Without priorities, opportunities are lost

Posted

It’s not just the lack of money that makes it hard to maintain and improve local streets. It’s the waste of time and money on issues of almost zero value.

Two years after closing Adams Street following some minor asphalt damage, the city is convening not one but three public meetings on what to do about it.

Why are we mired in an earnest but misdirected effort to do something of import with one block, selected at random, instead of thinking strategically? Has the city’s Six-Year Transportation Plan been amended to add it?

As a former city planner and longtime bike/pedestrian advocate, I see no need to close this block to motor vehicles.

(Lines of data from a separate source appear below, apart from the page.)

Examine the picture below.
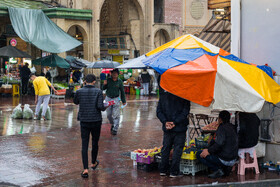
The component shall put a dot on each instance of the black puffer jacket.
(248, 134)
(173, 109)
(90, 101)
(225, 145)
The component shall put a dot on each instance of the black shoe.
(97, 163)
(176, 175)
(217, 174)
(84, 175)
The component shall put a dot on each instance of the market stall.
(54, 61)
(209, 76)
(10, 81)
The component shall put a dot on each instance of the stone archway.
(80, 34)
(161, 37)
(121, 28)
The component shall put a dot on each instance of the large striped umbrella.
(205, 74)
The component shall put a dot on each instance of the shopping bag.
(17, 112)
(48, 114)
(27, 112)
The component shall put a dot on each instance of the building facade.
(195, 16)
(118, 30)
(109, 29)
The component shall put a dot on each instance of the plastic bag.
(17, 112)
(48, 114)
(33, 70)
(27, 112)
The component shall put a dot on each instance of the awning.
(35, 27)
(52, 61)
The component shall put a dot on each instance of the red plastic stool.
(244, 163)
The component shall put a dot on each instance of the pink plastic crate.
(142, 159)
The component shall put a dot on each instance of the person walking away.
(248, 132)
(102, 79)
(77, 76)
(222, 152)
(25, 75)
(173, 113)
(146, 78)
(42, 94)
(90, 101)
(114, 88)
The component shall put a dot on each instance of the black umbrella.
(10, 51)
(104, 64)
(74, 63)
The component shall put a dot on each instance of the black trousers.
(87, 128)
(24, 82)
(177, 140)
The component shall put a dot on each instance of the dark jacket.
(90, 101)
(225, 145)
(25, 72)
(173, 109)
(145, 76)
(248, 134)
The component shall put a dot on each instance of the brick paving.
(35, 153)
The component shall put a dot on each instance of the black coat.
(173, 109)
(225, 145)
(146, 77)
(248, 134)
(90, 101)
(25, 72)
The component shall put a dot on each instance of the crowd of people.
(172, 111)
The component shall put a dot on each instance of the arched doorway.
(121, 30)
(161, 37)
(79, 33)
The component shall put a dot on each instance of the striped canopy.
(205, 74)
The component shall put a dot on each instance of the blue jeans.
(211, 161)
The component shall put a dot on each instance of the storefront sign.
(118, 59)
(13, 42)
(113, 51)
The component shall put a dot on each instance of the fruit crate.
(200, 144)
(191, 167)
(189, 156)
(147, 167)
(144, 160)
(133, 155)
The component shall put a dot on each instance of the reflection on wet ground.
(49, 153)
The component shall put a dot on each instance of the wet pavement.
(40, 153)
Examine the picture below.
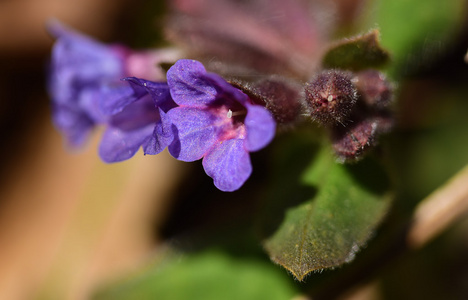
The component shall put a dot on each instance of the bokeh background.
(70, 223)
(67, 220)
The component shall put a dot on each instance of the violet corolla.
(86, 89)
(217, 122)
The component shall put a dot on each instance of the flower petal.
(195, 132)
(118, 145)
(260, 127)
(114, 98)
(162, 136)
(188, 84)
(136, 115)
(73, 124)
(78, 61)
(229, 165)
(191, 85)
(159, 91)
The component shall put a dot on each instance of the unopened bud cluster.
(355, 107)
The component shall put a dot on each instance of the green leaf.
(209, 275)
(416, 31)
(321, 217)
(357, 53)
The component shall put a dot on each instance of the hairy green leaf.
(357, 53)
(321, 217)
(416, 31)
(209, 275)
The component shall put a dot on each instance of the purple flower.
(136, 119)
(217, 122)
(86, 90)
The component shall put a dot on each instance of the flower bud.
(352, 141)
(330, 96)
(280, 96)
(374, 88)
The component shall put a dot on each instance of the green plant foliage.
(210, 275)
(416, 31)
(320, 217)
(357, 53)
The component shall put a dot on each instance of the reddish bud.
(351, 142)
(280, 96)
(374, 88)
(331, 96)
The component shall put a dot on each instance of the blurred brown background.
(68, 222)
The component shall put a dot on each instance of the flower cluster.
(195, 114)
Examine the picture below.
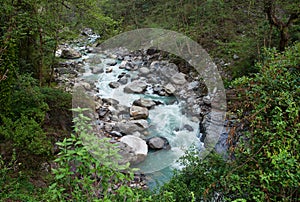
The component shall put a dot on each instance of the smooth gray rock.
(170, 89)
(70, 54)
(157, 143)
(139, 112)
(144, 103)
(114, 84)
(135, 87)
(139, 148)
(129, 127)
(178, 79)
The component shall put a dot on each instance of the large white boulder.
(138, 147)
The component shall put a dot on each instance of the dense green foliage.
(223, 28)
(265, 166)
(242, 36)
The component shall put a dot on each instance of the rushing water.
(165, 120)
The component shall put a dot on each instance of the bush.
(266, 157)
(88, 169)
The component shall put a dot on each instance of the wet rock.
(188, 128)
(139, 148)
(168, 70)
(108, 70)
(158, 143)
(194, 85)
(111, 63)
(139, 112)
(235, 57)
(170, 89)
(116, 134)
(123, 80)
(129, 127)
(97, 69)
(123, 64)
(70, 54)
(179, 79)
(144, 70)
(135, 87)
(144, 103)
(114, 84)
(102, 112)
(87, 31)
(83, 84)
(207, 100)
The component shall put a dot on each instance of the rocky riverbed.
(148, 107)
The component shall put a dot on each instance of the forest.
(43, 154)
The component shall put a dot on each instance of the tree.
(292, 13)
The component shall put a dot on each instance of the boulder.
(144, 70)
(139, 112)
(139, 148)
(123, 80)
(129, 127)
(158, 143)
(170, 89)
(144, 103)
(188, 127)
(108, 70)
(84, 85)
(123, 64)
(135, 87)
(114, 84)
(178, 79)
(70, 54)
(97, 69)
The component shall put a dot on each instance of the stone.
(129, 127)
(188, 128)
(207, 100)
(108, 70)
(110, 101)
(169, 70)
(116, 134)
(144, 103)
(83, 84)
(86, 31)
(135, 87)
(178, 79)
(97, 69)
(114, 84)
(111, 63)
(139, 148)
(70, 54)
(170, 89)
(235, 57)
(123, 80)
(139, 112)
(123, 64)
(158, 143)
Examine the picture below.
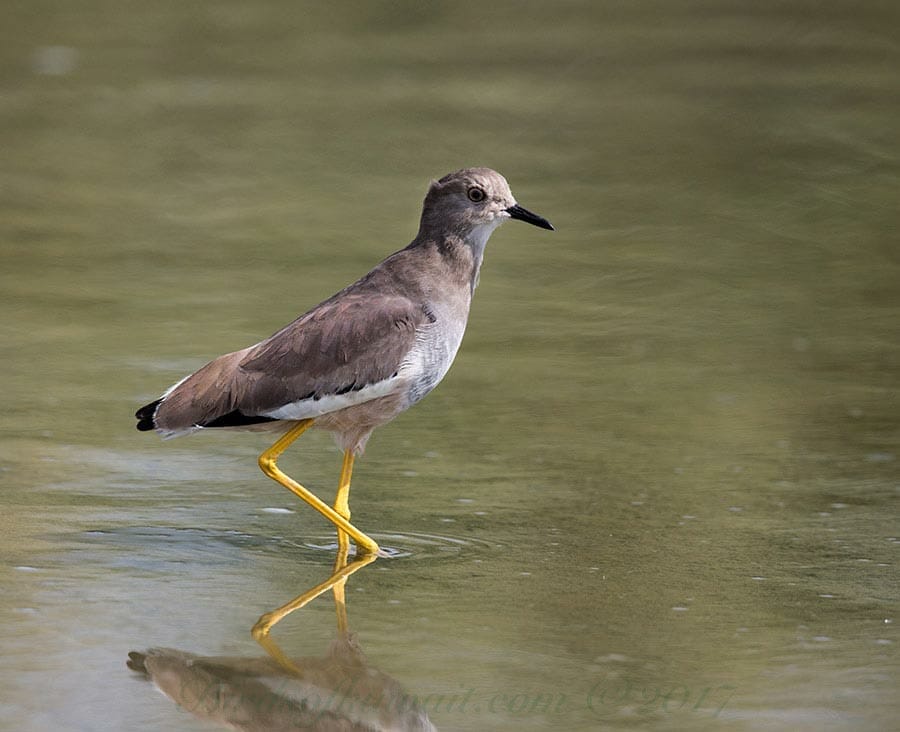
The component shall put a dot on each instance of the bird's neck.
(460, 254)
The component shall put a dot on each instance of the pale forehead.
(490, 180)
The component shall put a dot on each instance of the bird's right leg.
(342, 506)
(268, 464)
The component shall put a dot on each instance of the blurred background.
(659, 487)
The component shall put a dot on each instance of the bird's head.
(471, 203)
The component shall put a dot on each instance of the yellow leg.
(342, 506)
(267, 462)
(266, 622)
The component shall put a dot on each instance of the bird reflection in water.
(339, 691)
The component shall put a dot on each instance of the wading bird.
(358, 359)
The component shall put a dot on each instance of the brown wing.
(343, 344)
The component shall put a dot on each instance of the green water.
(659, 487)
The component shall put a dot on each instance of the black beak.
(523, 214)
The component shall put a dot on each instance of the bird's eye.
(476, 195)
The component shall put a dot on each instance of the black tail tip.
(145, 416)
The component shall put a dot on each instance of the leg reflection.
(336, 582)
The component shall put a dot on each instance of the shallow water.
(659, 487)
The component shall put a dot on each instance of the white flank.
(311, 408)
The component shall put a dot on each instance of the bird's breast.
(434, 350)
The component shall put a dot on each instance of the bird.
(358, 359)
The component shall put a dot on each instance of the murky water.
(659, 488)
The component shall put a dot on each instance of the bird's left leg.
(268, 464)
(342, 506)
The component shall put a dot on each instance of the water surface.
(658, 489)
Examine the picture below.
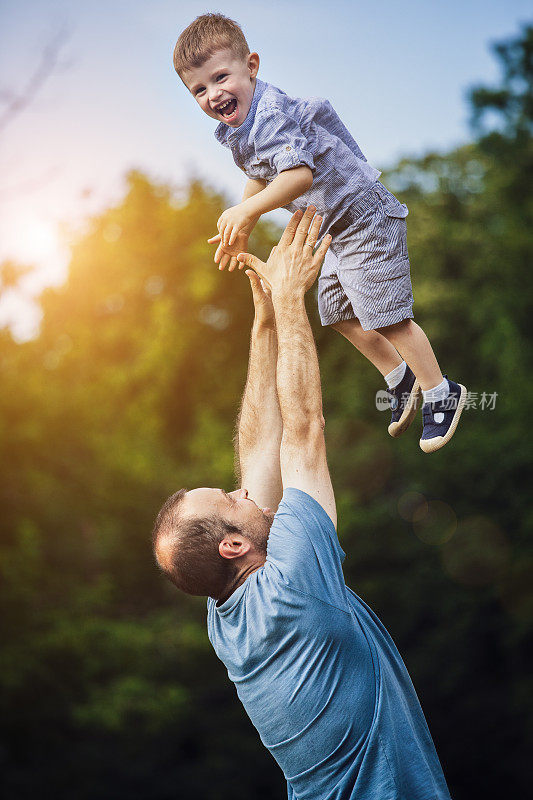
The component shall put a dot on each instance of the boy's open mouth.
(228, 110)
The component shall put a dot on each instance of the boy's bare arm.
(258, 436)
(285, 188)
(226, 255)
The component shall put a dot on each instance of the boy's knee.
(399, 328)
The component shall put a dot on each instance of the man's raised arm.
(258, 435)
(290, 272)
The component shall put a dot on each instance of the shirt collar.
(228, 136)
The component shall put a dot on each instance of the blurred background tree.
(109, 685)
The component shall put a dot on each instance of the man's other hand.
(264, 310)
(226, 255)
(292, 266)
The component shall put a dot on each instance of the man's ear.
(233, 546)
(253, 64)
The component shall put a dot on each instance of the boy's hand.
(226, 255)
(233, 221)
(293, 264)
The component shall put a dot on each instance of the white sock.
(395, 376)
(438, 393)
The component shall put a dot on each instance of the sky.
(396, 72)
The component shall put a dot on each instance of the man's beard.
(259, 534)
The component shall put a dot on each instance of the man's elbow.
(305, 432)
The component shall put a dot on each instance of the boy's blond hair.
(203, 37)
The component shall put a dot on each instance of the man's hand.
(292, 266)
(235, 220)
(264, 310)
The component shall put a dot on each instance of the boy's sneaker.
(404, 402)
(440, 419)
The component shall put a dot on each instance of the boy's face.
(224, 86)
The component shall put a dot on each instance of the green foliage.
(109, 686)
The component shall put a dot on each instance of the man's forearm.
(285, 188)
(298, 375)
(259, 425)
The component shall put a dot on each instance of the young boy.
(297, 153)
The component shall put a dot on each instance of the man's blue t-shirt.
(318, 674)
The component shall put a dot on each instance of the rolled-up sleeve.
(280, 141)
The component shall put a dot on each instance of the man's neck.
(240, 577)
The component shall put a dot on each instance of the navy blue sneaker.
(404, 402)
(440, 419)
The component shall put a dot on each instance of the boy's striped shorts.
(366, 270)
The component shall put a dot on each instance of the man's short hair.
(194, 563)
(204, 37)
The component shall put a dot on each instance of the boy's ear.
(253, 64)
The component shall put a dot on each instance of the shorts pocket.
(393, 208)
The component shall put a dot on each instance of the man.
(315, 669)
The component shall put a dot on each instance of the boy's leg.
(404, 389)
(379, 351)
(413, 345)
(444, 399)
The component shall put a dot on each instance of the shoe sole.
(409, 413)
(430, 445)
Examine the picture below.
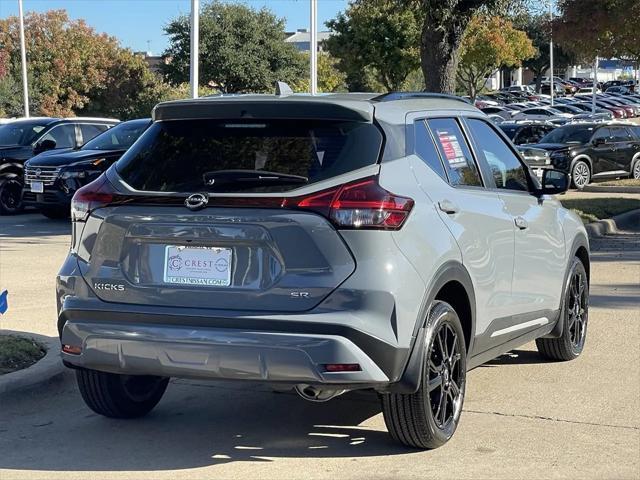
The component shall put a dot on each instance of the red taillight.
(342, 367)
(98, 193)
(362, 204)
(70, 349)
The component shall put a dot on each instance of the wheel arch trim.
(450, 271)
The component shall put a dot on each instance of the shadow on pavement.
(615, 296)
(32, 225)
(516, 357)
(195, 425)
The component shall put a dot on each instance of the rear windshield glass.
(119, 137)
(569, 134)
(20, 133)
(209, 155)
(509, 130)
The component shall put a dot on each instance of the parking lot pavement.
(523, 417)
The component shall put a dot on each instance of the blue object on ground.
(3, 302)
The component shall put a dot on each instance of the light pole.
(23, 55)
(552, 83)
(195, 41)
(595, 86)
(313, 45)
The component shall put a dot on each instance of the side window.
(455, 152)
(426, 150)
(90, 131)
(63, 135)
(528, 135)
(508, 171)
(619, 134)
(602, 133)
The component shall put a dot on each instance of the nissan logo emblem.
(197, 201)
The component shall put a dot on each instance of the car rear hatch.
(228, 213)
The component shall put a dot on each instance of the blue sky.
(135, 22)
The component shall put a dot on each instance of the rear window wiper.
(251, 177)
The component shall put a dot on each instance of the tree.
(537, 28)
(591, 28)
(330, 79)
(443, 26)
(488, 44)
(72, 69)
(241, 49)
(376, 38)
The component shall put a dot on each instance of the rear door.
(233, 248)
(473, 214)
(539, 263)
(625, 148)
(603, 151)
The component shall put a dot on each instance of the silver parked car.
(328, 243)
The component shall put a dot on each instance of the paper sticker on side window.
(451, 147)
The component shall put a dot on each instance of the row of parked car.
(529, 106)
(44, 161)
(588, 150)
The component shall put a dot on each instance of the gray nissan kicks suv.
(323, 243)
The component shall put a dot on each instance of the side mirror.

Meanwhile, key Uptown streets like Lawrence and Tyler remain an obstacle course for people using wheelchairs or walkers. Those who think the 400 block of Adams is a priority ought to buckle into a wheelchair and cross Lawrence at Fillmore to reach the library and learn...there’s a ramp on one end of the crosswalk but not the other. Then head down Lawrence and see what barriers must be overcome at nearly every intersection, 30 years after the Americans with Disabilities Act.

And having spent 13 years managing a downtown parking system in the Bay Area, I’m stunned by the artificial shortage of street parking in downtown and Uptown (e.g., Lawrence from Tyler to Polk). We could gain dozens of spaces by applying a modern standard for street parking without compromising pedestrian or bicycle amenities.

Alas, I remain hopeful after taking City Manager John Mauro on a walking tour of these issues. He’s a smart, caring person who can help us make the best of our limited resources.